Relative to the full employment economy of the late 1990s and 2000, the shares of young graduates who are unemployed and underemployed, and generally “idled” by the economy (neither working nor in school), are still quite high.” For young high school graduates, the unemployment rate is 16.9 percent (compared with 15.9 percent in 2007 and 12.1 percent in 2000).

You may or may not be surprised to discover that more than 60 percent of all private sector jobs created in this recovery have been in low-paying service industries of the economy. It may be more surprising to know that this share is lower than during the prior two labor market recoveries. This is perhaps the most disappointing development of the current cycle.

In the wake of the financial crisis, job losses were so high that getting people who lost their jobs back into the workforce hasn’t required a good deal of cajoling on the part of employers. Although wages have strengthened over time, it’s been a painfully slow process.

The general lack of business dynamism in this recovery has been well-documented. The Bureau of Labor Statistics, for example, shows that the number of jobs created by new businesses (those less than one year old) has declined from upwards of 4 million in 1994 to 3 million in 2015, partly because of a slow rate of new business formation.

Whether this has been related to a lack of credit availability or an increased regulatory burden (likely both), the fact is that small- and medium-sized businesses (those with less than 500 employees) have not led the pack in hiring throughout much of this expansion, which is quite abnormal.
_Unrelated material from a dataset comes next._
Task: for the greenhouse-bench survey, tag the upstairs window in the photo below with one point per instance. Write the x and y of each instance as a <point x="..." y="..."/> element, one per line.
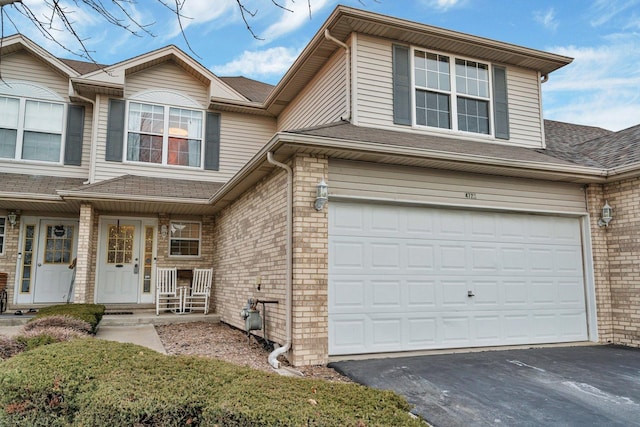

A recent and encouraging development, then, has been the long-awaited emergence of hiring among small employers.

April marked the 79th straight month of job growth, by far the longest such streak on record. The U.S. has added 15 million jobs over that period, nearly 200,000 per month. When the streak began in October 2010, the unemployment rate stood at 9.4 percent, and it would have been higher if government economists counted the millions of Americans who had stopped looking for work; today, the unemployment rate has fallen so far that many economists question how much lower it can go.

Perhaps more remarkable than the recovery’s length has been its resilience. Time and again, one or two weak months of hiring have sparked fears that the recovery was nearing its end; time and again, job growth rebounded. The past two months are a good example: Hiring slowed sharply in March, when employers added just 79,000 jobs, but quickly rebounded in April.
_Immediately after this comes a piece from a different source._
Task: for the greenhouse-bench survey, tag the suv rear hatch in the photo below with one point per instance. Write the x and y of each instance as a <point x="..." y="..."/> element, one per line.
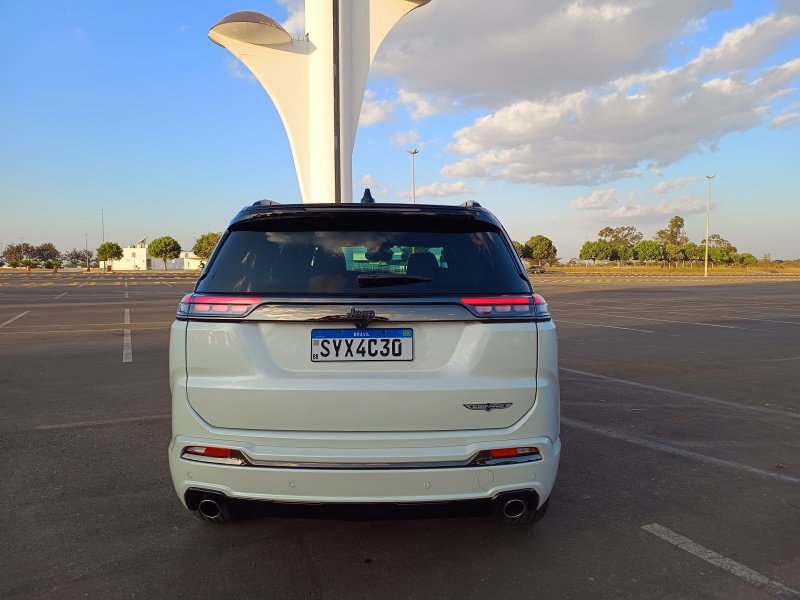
<point x="341" y="318"/>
There are still weak spots in the job market, even after six and a half years of growth. Wages are rising, but their recent growth has been disappointing. At this late stage of the recovery, it is reasonable to think wages would be higher.
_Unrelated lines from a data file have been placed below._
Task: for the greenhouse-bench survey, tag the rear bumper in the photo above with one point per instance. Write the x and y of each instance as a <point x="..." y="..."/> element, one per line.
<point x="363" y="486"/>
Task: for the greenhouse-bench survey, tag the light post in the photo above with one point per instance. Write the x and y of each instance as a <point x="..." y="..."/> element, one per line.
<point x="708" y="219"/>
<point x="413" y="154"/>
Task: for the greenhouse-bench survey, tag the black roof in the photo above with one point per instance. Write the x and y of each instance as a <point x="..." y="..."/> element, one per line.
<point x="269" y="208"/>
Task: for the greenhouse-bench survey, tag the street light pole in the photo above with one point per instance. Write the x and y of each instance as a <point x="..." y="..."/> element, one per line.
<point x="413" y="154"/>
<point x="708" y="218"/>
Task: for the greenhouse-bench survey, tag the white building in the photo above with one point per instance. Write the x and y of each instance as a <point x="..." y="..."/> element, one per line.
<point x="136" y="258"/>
This might represent a significant shift in how we think about wage growth and wage push inflation. There are signs of trouble in the retail sector, where hiring has been weak. And joblessness remains high among certain groups, such as young black men.

It’s unclear how long the strong job market will last. The current economic recovery, which dates to mid-2009, is already among the longest since World War II. And hiring could slow even if the recovery continues: The Federal Reserve has been raising interest rates to prevent inflation, which could also lead to reduced hiring.

Fed Chair Janet Yellen gave a speech today at her alma mater, Brown University. Her chief point: America needs better policies to encourage more women to work full careers. Sustained careers could help narrow the gender wage gap and boost growth overall. Women working full-time still earn about 17% less than men per week, Yellen said.

Even when comparing men and women in the same job positions with similar backgrounds, the wage gap is 10%. Yellen has a good point. Even though the jobs recovery has been long, it has not yet reached out to everyone.